Comment by CrimsonCape

2 years ago

I grew up duck hunting and learned intimately how ducks use their wings and the variations of shapes at different velocities as they slow down to land on the water. I also grew up boating and swimming and have a likewise similar understanding of paddling, tracking a canoe straight, and using boat motor trim to "get on the plane".

I guess I struggle with articles like this because it's already so intuitive as a mix of air and fluid dynamics. In fact, fixed airfoils are so boring when you see what a duck can do.

https://www.youtube.com/watch?v=-3CVZYY8xS4

So for all the fancy physics talk, this duck is literally just paddling air with his wings. The same physiology I use to stay afloat when treading water while swimming.

But when that fancy duck wants to get to Paris in a hurry, it still has to hop on a fixed-wing Concorde like everyone else.

  • Hummingbirds go to mexico to vacation a lot more than I do. Imagine if humans had a manadatory 2000 mile trip and 6 month layover twice a year to survive.

    Once you have technology that enables flapping type motion, it's opening up the applicable physics to like 6 degrees of freedom versus zero in current wing technology (fixed = 0 degree of freedom); much more complex and interesting to study.

    How else will we move toward ornithopter style wings, or vehicles that can hover via wing movement.

> this duck is literally just paddling air with his wings

Grossly speaking, sure. But I feel like this simplifies away a lot of the interesting bits. It's not as simple as, say, someone on a canoe paddling. Why is the duck's wing shaped just so, and not another way? Why does it move its wings just so instead of another way?
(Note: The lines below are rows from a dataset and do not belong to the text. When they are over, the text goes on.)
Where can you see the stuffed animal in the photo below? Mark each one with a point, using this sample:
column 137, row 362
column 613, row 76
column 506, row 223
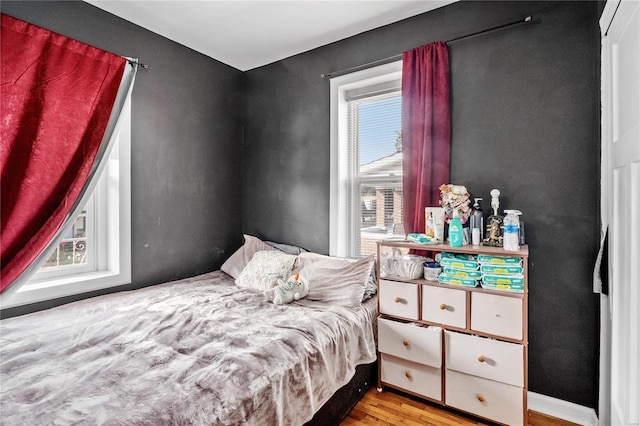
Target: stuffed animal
column 294, row 288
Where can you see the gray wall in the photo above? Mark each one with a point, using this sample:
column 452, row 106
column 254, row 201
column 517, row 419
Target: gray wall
column 187, row 118
column 525, row 119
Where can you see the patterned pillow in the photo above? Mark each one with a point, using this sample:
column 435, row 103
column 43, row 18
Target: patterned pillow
column 265, row 268
column 240, row 259
column 335, row 280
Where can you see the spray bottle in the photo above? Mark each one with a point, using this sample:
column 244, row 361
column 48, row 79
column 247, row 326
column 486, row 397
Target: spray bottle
column 493, row 233
column 455, row 230
column 512, row 230
column 477, row 223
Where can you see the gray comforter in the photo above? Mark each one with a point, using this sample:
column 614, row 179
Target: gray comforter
column 196, row 351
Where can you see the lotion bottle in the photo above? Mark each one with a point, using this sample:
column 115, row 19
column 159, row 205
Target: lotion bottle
column 455, row 230
column 477, row 223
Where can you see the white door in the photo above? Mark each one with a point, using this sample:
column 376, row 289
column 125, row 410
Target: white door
column 621, row 206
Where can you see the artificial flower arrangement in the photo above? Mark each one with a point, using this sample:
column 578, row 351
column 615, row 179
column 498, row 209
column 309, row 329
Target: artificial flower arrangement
column 455, row 197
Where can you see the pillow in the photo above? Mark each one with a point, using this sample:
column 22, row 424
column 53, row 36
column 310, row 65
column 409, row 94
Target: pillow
column 287, row 248
column 265, row 269
column 336, row 280
column 371, row 287
column 238, row 260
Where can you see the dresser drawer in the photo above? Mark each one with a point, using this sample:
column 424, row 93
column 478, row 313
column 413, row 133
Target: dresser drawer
column 398, row 299
column 488, row 358
column 417, row 378
column 486, row 398
column 498, row 315
column 444, row 306
column 411, row 342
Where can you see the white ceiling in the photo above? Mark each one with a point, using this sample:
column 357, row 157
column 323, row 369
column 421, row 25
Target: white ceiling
column 249, row 34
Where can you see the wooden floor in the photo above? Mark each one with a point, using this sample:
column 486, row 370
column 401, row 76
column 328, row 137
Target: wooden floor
column 391, row 407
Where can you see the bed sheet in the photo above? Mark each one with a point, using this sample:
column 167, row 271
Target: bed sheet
column 194, row 351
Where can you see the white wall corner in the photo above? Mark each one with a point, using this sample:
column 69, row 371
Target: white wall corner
column 561, row 409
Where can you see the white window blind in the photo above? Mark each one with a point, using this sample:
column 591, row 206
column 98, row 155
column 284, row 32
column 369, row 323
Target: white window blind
column 374, row 158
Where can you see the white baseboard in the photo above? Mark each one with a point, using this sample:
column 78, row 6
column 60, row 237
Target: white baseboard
column 561, row 409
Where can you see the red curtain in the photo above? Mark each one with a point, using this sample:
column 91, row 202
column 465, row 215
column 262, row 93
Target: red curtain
column 56, row 99
column 426, row 130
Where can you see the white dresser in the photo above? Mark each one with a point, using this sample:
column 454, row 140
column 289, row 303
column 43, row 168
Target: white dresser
column 463, row 347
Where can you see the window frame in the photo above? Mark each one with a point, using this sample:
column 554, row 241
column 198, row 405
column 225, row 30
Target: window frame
column 112, row 264
column 340, row 227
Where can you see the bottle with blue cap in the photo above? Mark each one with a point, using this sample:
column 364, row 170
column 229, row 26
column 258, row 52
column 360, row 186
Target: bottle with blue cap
column 511, row 239
column 455, row 230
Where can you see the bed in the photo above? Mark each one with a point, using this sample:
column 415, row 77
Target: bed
column 202, row 350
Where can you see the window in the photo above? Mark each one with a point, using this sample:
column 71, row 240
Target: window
column 95, row 252
column 366, row 159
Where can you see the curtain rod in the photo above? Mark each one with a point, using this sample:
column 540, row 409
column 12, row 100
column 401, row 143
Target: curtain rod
column 526, row 20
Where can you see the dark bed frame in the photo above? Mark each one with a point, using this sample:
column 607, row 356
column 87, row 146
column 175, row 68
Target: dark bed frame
column 337, row 408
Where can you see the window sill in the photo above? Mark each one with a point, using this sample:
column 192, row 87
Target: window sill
column 67, row 286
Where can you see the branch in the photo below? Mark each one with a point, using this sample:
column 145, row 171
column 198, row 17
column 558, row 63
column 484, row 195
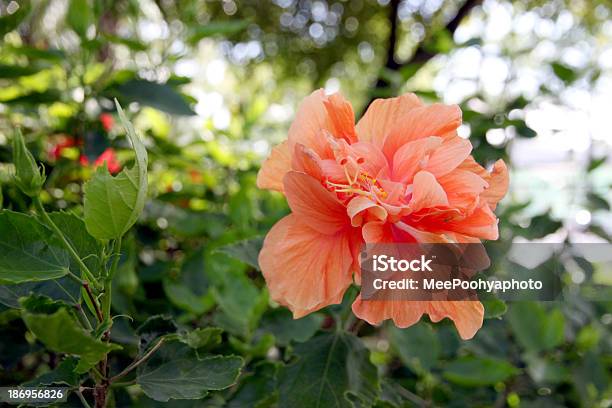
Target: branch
column 420, row 55
column 136, row 363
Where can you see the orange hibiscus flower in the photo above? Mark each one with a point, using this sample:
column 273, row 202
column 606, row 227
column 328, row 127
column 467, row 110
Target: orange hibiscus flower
column 401, row 174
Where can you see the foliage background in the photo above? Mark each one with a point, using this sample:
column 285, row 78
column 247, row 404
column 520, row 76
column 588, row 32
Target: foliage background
column 213, row 85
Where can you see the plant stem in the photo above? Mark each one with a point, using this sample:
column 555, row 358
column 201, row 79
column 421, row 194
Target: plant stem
column 93, row 301
column 108, row 282
column 84, row 318
column 41, row 211
column 82, row 398
column 138, row 362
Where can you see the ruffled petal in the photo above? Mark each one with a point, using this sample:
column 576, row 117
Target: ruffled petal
column 412, row 157
column 448, row 156
column 427, row 192
column 317, row 117
column 313, row 204
column 432, row 120
column 466, row 315
column 384, row 114
column 305, row 269
column 498, row 184
column 404, row 313
column 360, row 208
column 274, row 168
column 341, row 116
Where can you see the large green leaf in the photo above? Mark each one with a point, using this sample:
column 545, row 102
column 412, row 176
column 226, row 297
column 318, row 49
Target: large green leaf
column 113, row 204
column 62, row 374
column 534, row 328
column 158, row 96
column 176, row 372
column 285, row 328
column 477, row 371
column 61, row 333
column 86, row 246
column 29, row 251
column 328, row 367
column 417, row 346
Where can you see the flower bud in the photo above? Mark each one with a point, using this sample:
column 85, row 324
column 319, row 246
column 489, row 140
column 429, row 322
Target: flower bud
column 28, row 176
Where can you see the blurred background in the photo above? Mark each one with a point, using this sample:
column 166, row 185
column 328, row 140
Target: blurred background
column 212, row 86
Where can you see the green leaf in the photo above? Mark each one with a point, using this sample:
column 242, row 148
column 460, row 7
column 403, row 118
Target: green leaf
column 246, row 251
column 80, row 16
column 479, row 371
column 285, row 328
column 417, row 345
column 202, row 337
column 176, row 372
column 113, row 204
column 63, row 374
column 258, row 389
column 87, row 247
column 189, row 290
column 28, row 176
column 64, row 289
column 153, row 328
column 11, row 21
column 327, row 368
column 29, row 251
column 563, row 72
column 534, row 328
column 595, row 163
column 494, row 308
column 218, row 28
column 61, row 333
column 158, row 96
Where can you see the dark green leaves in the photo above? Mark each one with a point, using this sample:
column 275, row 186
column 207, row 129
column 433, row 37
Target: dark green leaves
column 246, row 251
column 176, row 372
column 158, row 96
column 534, row 327
column 61, row 333
column 477, row 371
column 28, row 176
column 113, row 204
column 417, row 346
column 328, row 367
column 80, row 16
column 29, row 251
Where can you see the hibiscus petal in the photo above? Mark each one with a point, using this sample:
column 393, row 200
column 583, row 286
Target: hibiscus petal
column 305, row 269
column 313, row 122
column 361, row 206
column 274, row 168
column 310, row 123
column 498, row 184
column 448, row 156
column 404, row 313
column 342, row 117
column 432, row 120
column 467, row 315
column 427, row 192
column 382, row 115
column 316, row 206
column 411, row 158
column 482, row 223
column 305, row 160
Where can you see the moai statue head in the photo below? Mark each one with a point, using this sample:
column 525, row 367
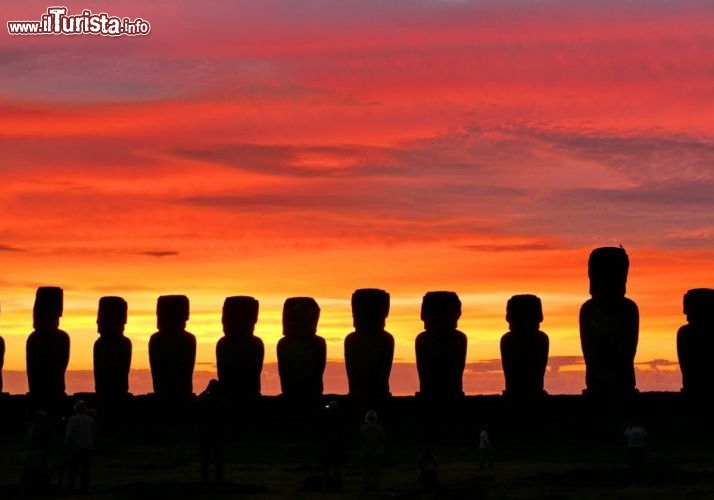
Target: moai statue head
column 370, row 308
column 111, row 316
column 172, row 312
column 240, row 314
column 49, row 302
column 440, row 311
column 699, row 306
column 300, row 316
column 524, row 312
column 607, row 270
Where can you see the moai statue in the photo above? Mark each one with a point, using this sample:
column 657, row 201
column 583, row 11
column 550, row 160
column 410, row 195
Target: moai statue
column 112, row 350
column 302, row 354
column 369, row 350
column 2, row 359
column 47, row 347
column 441, row 348
column 172, row 350
column 524, row 348
column 609, row 326
column 695, row 343
column 239, row 353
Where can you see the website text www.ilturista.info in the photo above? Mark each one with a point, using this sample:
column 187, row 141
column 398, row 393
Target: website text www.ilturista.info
column 56, row 21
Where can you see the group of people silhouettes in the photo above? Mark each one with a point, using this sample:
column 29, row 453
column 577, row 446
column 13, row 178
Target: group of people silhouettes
column 609, row 330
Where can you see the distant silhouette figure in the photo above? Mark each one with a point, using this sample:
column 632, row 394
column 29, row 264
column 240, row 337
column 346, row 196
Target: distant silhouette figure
column 369, row 350
column 80, row 441
column 239, row 354
column 524, row 349
column 47, row 348
column 213, row 427
column 609, row 326
column 112, row 350
column 441, row 348
column 2, row 359
column 302, row 354
column 172, row 350
column 695, row 342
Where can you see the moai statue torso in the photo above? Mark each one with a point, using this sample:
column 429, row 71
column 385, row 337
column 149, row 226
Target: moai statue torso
column 47, row 347
column 112, row 350
column 239, row 354
column 369, row 350
column 172, row 350
column 609, row 326
column 441, row 348
column 302, row 354
column 695, row 343
column 524, row 349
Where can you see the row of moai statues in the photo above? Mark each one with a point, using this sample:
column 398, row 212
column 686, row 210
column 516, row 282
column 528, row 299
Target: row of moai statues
column 609, row 329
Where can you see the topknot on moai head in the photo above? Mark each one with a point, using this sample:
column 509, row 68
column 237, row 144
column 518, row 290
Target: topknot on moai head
column 440, row 310
column 607, row 270
column 49, row 301
column 699, row 305
column 172, row 312
column 300, row 317
column 111, row 315
column 240, row 314
column 524, row 311
column 370, row 308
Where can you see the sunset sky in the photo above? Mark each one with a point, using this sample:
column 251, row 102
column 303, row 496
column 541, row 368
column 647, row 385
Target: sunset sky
column 283, row 148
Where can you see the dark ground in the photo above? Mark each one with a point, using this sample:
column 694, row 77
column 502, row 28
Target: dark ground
column 565, row 447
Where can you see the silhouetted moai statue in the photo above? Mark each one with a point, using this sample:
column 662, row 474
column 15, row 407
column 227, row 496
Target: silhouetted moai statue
column 524, row 349
column 302, row 354
column 369, row 350
column 239, row 354
column 609, row 326
column 112, row 350
column 172, row 350
column 47, row 348
column 441, row 348
column 695, row 343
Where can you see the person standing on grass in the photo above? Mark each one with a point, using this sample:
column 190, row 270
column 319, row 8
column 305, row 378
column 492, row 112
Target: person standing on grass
column 80, row 441
column 485, row 449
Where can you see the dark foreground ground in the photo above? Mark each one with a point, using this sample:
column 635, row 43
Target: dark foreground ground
column 564, row 447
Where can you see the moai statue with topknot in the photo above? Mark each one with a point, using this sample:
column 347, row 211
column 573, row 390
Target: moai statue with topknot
column 239, row 353
column 302, row 354
column 441, row 348
column 695, row 343
column 112, row 350
column 369, row 350
column 609, row 326
column 47, row 347
column 172, row 350
column 524, row 348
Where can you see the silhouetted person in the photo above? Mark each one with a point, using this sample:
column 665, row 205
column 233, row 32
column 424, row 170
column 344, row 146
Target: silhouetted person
column 333, row 445
column 35, row 473
column 695, row 342
column 609, row 326
column 172, row 350
column 302, row 354
column 47, row 348
column 239, row 354
column 2, row 359
column 80, row 442
column 213, row 426
column 369, row 350
column 112, row 350
column 373, row 444
column 524, row 349
column 441, row 348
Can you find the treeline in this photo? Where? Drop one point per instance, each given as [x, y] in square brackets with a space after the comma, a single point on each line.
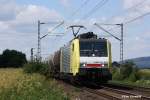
[12, 58]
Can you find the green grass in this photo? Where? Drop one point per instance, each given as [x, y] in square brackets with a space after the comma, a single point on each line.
[24, 86]
[144, 74]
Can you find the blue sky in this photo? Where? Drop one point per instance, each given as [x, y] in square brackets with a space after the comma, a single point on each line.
[18, 22]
I'm reminded of an analysis of fruit fly wings, showing how they re-capture energy from the air when flapping[1]. Maybe the duck is doing similar; I don't know.

Of course, these animals make it look easy, thanks to millions of years of evolution (:

https://www.nature.com/articles/s41598-021-86359-z

I think you might be experiencing a bit of a dunning-kruger effect

Also, in my experience there’s a huge difference between having an intuition for something and having an understanding of something to the point where you could model it.